Mi zittisco e distolgo lo sguardo da lui con uno sbuffo arrabbiato. Non può andare via nel bel mezzo della festa e lasciarmi da sola. «Non ti azzardare a tornare a casa se decidi di alzarti da questo tavolo per andare da lui», dico tra i denti e lui stringe la mascella.

«Non darmi ordini. È mio padre!» sbotta sottovoce e sento gli occhi di Andrew puntati su di noi. E quando capisce che è di troppo, si alza e si allontana verso il buffet.

«Bene, allora vai a metterti nei guai». Mi alzo impettita e lui mi afferra un polso.

«Non fare così. Cerca di comprendere come mi sento. Se fosse stato tuo padre ad avere bisogno di aiuto?» mi fissa negli occhi ma non c'è rabbia, solo tanto bisogno di essere capito.

Deglutisco. Non so che dire. Strattono il braccio e mi allontano col passeggino verso il tavolo dove sono seduti i miei genitori.

J non mi segue, ma con la coda dell'occhio lo vedo rispondere al telefono e raggiungere l'uscita del giardino.

Qualcosa mi si annoda nello stomaco e devo allontanarmi anche dai miei genitori per non dover spiegare che J è andato via per tirare suo padre fuori dai guai. Altro che lavoro onesto e una compagna seria, suo padre non cambierà mai.

La serata continua anche se il mio mondo si è completamente fermato. Brenda e Walter terminano il loro ballo e si aggirano contenti e sorridenti tra i tavoli per invitare i presenti a raggiungere la piscina per il taglio della torta. Io mi spingo in un angolo, tenendo stretta la presa sui manici del passeggino. Sento che mi manca l'aria e vorrei raggiungere J di corsa per impedirgli di andare da suo padre, ma le mie gambe sembrano di cemento e non riesco più a muovere un muscolo.

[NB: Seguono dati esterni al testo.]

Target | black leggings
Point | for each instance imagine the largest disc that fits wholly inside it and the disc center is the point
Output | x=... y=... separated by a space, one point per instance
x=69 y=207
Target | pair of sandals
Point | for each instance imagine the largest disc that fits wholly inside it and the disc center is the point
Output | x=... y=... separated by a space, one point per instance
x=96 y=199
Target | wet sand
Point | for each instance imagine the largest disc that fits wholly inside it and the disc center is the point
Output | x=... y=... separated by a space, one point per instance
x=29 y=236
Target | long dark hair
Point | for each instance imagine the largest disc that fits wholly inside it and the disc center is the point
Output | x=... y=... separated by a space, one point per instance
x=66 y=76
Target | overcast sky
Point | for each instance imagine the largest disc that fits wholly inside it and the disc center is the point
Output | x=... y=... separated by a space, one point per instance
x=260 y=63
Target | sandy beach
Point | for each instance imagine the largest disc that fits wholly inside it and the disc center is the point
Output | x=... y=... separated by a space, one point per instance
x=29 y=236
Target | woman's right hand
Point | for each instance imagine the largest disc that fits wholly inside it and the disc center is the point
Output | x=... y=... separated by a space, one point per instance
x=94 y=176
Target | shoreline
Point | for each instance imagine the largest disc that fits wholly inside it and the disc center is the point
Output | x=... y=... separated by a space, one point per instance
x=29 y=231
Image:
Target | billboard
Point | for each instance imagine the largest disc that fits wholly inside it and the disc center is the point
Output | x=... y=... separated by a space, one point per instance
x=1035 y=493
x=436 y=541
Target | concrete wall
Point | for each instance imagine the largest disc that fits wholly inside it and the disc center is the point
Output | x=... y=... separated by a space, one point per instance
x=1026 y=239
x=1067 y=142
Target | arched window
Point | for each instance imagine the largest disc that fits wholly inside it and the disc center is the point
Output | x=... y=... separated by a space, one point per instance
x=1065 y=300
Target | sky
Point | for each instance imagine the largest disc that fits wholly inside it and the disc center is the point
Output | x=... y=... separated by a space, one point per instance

E non so quanto tempo passi prima che mi renda conto di essermi letteralmente paralizzata. Gli invitati battono le mani, il cielo si illumina di fuochi artificiali... ma io sento tutto ovattato, come se fossi in un'altra dimensione fatta di ansia e preoccupazione. Leo si lamenta per lo spavento dei botti e lo dondolo un po', decidendo di mettermi un po' più a riparo. Controllo il cellulare, ma di J nessuna traccia. La mia mano trema e vorrei chiamarlo, ma non voglio fare la parte della moglie isterica e ingoio il magone che mi si sta formando in gola.

«Eccoti qui». Andrew mi posa una mano sulla spalla, facendomi sobbalzare, e la tira subito via. «Scusami, non volevo spaventarti. Stai bene?»

Lo fisso per un attimo e poi annuisco.

«Problemi con J?» insiste ma io gli do le spalle e continuo a spingere il passeggino verso l'uscita. «Eleanor, mi rispondi?»

Espiro dal naso e mi irrigidisco. «Voglio solo andare via e... stare da sola».

«Ti accompagno. Mi pare di aver capito che J è andato via prima di te».

«Grazie Andrew, ma torno a casa con l'autista di mio padre. Continua a goderti la festa».

«Sai che non è un problema...»

«Non insistere, per favore» sbotto e smette di seguirmi, preferendo non aggiungere più nulla. Capisce che stasera deve lasciarmi in pace, che tutti devono lasciarmi in pace, e ritorna al ricevimento, mentre io mi rifugio nell'auto scura di mio padre, sentendo il naso pizzicare dalle lacrime che stanno per arrivare.